Наблюдая снизу, как Слава расхаживает взад-вперед, кухонный мальчик самым наилучшим образом сложил представление о его ботинках, которые, правда, иногда менялись, но всегда были похожи, как близнецы-братья: всегда блестели и как будто лоснились от хорошей жизни.
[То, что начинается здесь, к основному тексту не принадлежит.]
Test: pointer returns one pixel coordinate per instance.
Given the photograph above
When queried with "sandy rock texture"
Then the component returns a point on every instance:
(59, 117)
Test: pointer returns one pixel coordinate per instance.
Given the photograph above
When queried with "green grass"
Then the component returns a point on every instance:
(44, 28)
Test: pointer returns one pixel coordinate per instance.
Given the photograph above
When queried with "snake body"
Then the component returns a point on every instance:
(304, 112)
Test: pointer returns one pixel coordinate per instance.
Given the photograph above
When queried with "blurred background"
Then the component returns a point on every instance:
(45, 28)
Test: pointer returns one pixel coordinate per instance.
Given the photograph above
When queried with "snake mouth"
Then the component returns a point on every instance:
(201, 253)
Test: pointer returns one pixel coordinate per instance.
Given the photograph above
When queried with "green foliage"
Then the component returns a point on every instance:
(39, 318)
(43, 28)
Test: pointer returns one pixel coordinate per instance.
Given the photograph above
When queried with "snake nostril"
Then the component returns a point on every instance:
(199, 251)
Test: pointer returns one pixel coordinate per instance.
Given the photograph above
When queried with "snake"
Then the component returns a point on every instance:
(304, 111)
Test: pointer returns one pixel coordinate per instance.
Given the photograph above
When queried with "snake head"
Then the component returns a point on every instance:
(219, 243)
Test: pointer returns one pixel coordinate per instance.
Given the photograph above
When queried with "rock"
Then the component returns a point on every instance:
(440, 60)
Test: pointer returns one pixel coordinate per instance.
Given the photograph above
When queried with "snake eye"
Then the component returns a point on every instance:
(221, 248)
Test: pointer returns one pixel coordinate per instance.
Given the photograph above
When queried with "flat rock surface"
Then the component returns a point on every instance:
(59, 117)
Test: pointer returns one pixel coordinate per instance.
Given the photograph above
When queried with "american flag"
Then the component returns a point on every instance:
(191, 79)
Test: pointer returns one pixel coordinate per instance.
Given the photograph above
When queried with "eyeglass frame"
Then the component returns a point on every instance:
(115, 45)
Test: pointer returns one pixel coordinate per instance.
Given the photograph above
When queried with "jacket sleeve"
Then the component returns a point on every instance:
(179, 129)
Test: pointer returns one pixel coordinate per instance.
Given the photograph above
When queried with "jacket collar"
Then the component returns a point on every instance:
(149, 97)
Черты лица Славы кухонный мальчик представлял себе гораздо более смутно и расплывчато, нежели умершего сына Мити, чье лицо он знал наизусть, потому что фотография его всегда стояла на серванте в комнате. Кухонный мальчик много раз взбирался на сервант, чтобы посидеть рядом с этой фотографией. Иногда ему уж очень хотелось поговорить с кем-то. Ведь бабушка Наташа слишком плохо слышала, чтобы его услышать, и зрение ее было слишком слабым, чтобы его увидеть. Остальным людям кухонный мальчик не доверял и никогда им не показывался. Так уж он привык и в этом чувствовал какое-то особое свое предназначение.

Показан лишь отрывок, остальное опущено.